Actually, the world is still right side up. It's the junk economics that permeates our political culture that is upside down.
The obvious question raised by yesterday's post is why those people in the lower spending regions aren't getting such great benefits from Medicare as the people in the higher spending regions. Obvious, but completely wrong. It turns out the people in the lower spending regions get better health care than the people in the high spending regions. According to Fisher, Goodman, Skinner and Bronner, with the Dartmouth Atlas of Health Care, in higher spending regions:
-- Adherence to evidence-based care guidelines worse.
-- Mortality higher following acute myocardial infarction, hip fracture, and colorectal cancer diagnosis.
Physician perceptions of quality
-- More likely to report poor communication among physicians and inadequate continuity with patients.
-- Greater difficulty obtaining inpatient admissions or high-quality specialist referrals.
-- Worse access to care and greater waiting times. (“paradox of plenty”
-- No difference in patient-reported satisfaction with ambulatory care.
-- Worse inpatient experiences.
* High- and low-spending regions were defined as the U.S. hospital referral regions in the highest and lowest quintiles of per capita Medicare spending as in Fisher (2003).
Why do you have to wait longer where supply is more plentiful? Because utilization is even higher. Isn’t this the exact opposite of what your Economics 101 professor told you?
Why yes it is. Reality is not cooperating with that theory of the Free Market. And one of the key reasons is that it is suppliers, not consumers, who control demand in health care. Now, of course most physicians perceive themselves as acting in the best interest of their patients. However, they get paid for doing stuff. What is more, specialists get paid a whole lot more for irradiating you and slicing and dicing you than primary care docs do for listening to you and giving healthy advice. Therefore, we have more specialists than other countries and fewer primary care doctors, and we spend more on the zapping and cutting as a result. Doctors aren’t necessarily conscious of this but it’s just human nature. Surgeons think you need surgery, radiologists think what you really need is radiation, oncologists think you need chemotherapy. It’s unlikely that they’ll think you shouldn’t do anything, but often that’s the best course.
Now, conservatives and some physicians talk a lot about how fear of malpractice suits drives overutilization. I won't get into that in any depth right now because it would be a bit of a digression, but the problem has been greatly exaggerated. Total malpractice payouts per capita in 2001 were $16 in the U.S., $12 in the UK, and $10 in Australia. Not a huge difference, and maybe we just have more malpractice? Adding the cost of defending malpractice suits and insurance underwriting expenses, malpractice payments are less than 5% of health care spending in the U.S.
The conventional wisdom is that malpractice premiums have steadily risen and now constitute a crisis for medical practice. American Medical Association (AMA) surveys of self-employed physicians from 1970 to 2000 indicate that premiums were lower in 2000 than in 1986. There is a commonly accepted range of estimates, that from 44,000 to 98,000 Americans die every year from avoidable errors made in hospitals. The number who are injured, including many serious injuries, is obviously much higher. The vast majority of these incidents do not result in any malpractice claims at all. We have a problem in that the only method we have available for compensating people who are injured by medical errors is malpractice litigation. That's bad for both patients and doctors, and it should be fixed, but it is absolutely not an important reason for our high and out of control health care spending.

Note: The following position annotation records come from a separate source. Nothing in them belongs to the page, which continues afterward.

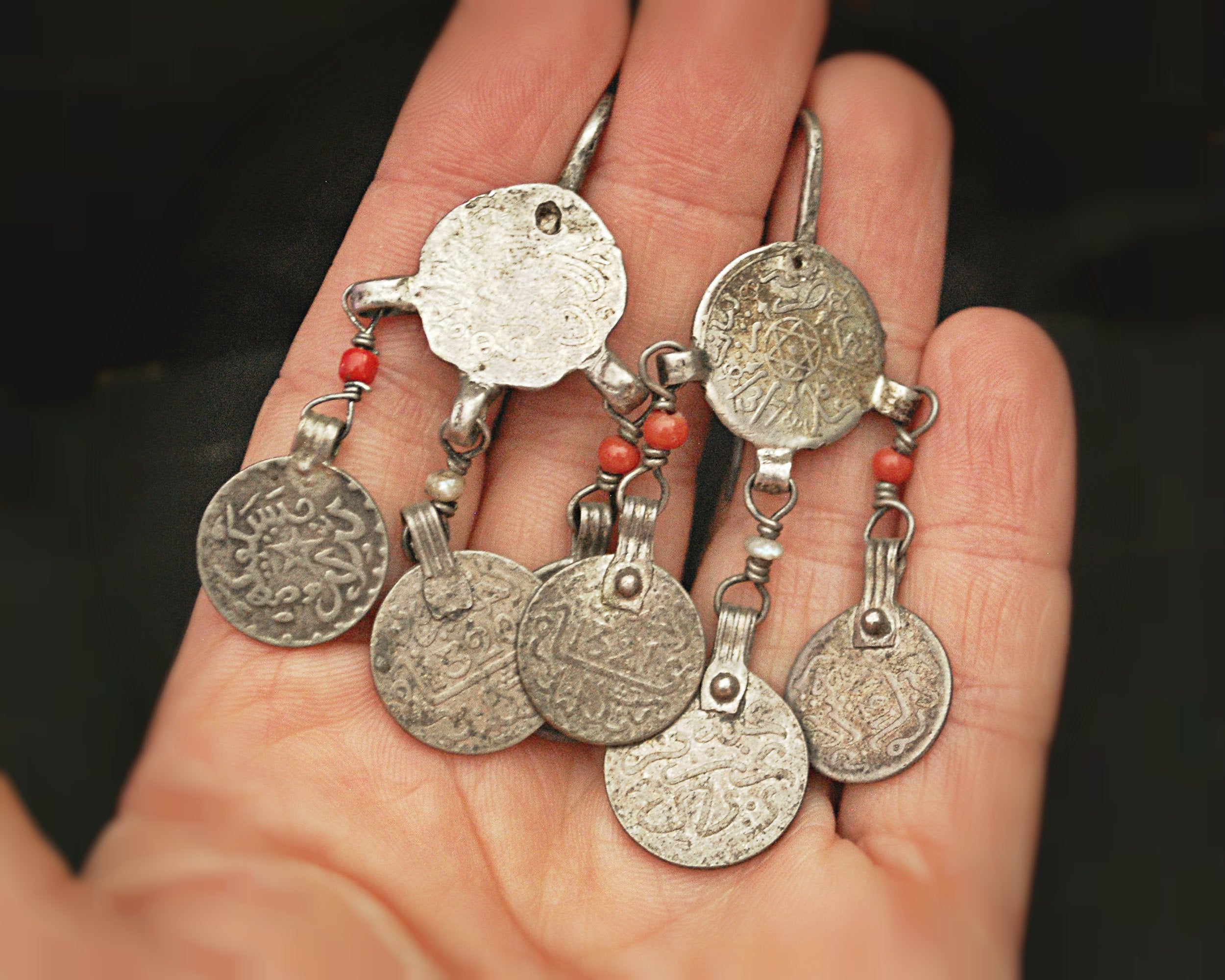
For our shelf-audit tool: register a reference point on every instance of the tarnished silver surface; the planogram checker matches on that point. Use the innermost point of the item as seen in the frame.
(794, 346)
(869, 712)
(292, 552)
(451, 682)
(516, 287)
(606, 674)
(713, 789)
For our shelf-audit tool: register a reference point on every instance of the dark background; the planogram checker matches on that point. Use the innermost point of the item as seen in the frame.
(207, 157)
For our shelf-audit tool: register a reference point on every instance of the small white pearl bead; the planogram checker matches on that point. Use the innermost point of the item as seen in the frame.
(763, 548)
(444, 487)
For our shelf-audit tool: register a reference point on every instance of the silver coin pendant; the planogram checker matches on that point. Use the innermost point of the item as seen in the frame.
(713, 789)
(870, 712)
(612, 648)
(292, 552)
(451, 682)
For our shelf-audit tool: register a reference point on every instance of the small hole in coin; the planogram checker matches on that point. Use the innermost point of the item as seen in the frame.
(549, 219)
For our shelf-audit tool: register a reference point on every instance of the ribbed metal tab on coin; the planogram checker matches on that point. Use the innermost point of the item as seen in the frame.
(726, 780)
(873, 687)
(612, 650)
(521, 286)
(293, 550)
(442, 648)
(794, 347)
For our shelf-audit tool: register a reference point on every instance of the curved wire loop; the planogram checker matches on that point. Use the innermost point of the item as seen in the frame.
(460, 461)
(776, 520)
(892, 505)
(623, 486)
(665, 398)
(908, 439)
(727, 584)
(349, 395)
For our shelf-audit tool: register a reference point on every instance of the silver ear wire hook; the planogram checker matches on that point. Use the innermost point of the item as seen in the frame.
(810, 192)
(588, 141)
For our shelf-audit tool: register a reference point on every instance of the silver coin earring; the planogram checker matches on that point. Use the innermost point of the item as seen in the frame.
(293, 550)
(874, 686)
(516, 288)
(792, 354)
(611, 650)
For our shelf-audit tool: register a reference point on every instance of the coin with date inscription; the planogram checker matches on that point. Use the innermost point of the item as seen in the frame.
(452, 682)
(712, 789)
(292, 553)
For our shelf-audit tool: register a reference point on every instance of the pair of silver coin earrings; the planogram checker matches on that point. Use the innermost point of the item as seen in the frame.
(472, 653)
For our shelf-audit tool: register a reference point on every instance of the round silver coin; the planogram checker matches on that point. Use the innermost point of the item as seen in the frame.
(712, 789)
(794, 346)
(292, 555)
(452, 683)
(607, 675)
(870, 713)
(520, 286)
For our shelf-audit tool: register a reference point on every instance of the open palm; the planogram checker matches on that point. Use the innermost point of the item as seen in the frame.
(280, 824)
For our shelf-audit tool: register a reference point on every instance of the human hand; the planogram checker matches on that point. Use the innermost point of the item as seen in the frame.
(281, 824)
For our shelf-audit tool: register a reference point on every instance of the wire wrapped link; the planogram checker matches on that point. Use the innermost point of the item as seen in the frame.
(758, 567)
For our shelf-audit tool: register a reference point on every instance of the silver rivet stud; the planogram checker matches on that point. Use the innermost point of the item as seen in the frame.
(724, 687)
(629, 584)
(875, 623)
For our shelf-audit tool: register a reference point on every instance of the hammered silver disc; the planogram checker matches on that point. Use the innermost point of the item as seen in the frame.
(712, 789)
(511, 304)
(793, 343)
(870, 713)
(452, 683)
(292, 557)
(607, 675)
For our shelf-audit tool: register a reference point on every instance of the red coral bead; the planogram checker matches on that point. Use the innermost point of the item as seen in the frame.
(890, 466)
(358, 364)
(618, 456)
(665, 430)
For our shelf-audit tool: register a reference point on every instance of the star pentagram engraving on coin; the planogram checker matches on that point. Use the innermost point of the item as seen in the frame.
(793, 343)
(292, 554)
(454, 682)
(712, 789)
(869, 713)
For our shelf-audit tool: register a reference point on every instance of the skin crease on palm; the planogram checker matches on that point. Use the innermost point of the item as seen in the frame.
(280, 824)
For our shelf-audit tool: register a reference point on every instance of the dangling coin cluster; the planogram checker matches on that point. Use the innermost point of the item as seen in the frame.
(705, 766)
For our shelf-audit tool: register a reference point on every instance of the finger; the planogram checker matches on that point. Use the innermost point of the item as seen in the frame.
(993, 493)
(691, 156)
(499, 101)
(883, 206)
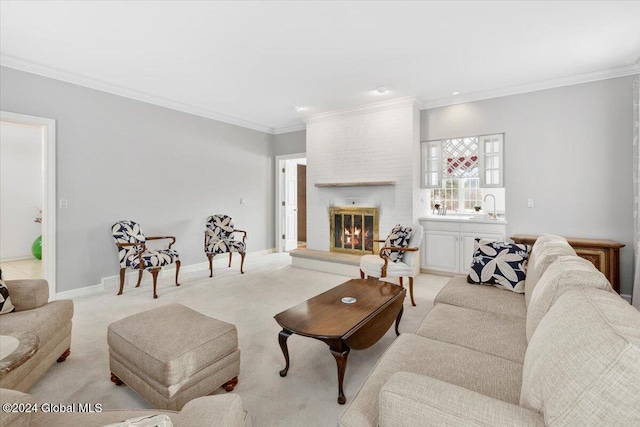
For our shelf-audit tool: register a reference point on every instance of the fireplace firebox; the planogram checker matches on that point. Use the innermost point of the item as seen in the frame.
(353, 230)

But I digress. The last quite substantial influence on utilization is the local peer culture, basically. It’s just the way we do things here in Walla Walla Wash or Kalamazoo. In order to appreciate how this can be, you need to know that most of what physicians do is actually not based on clear evidence; it’s based on conventional wisdom, personal habits and proclivities, accepted practice. People are surprised to learn that we’ve actually needed a movement toward evidence based medicine in recent years, because it has not been the standard all along.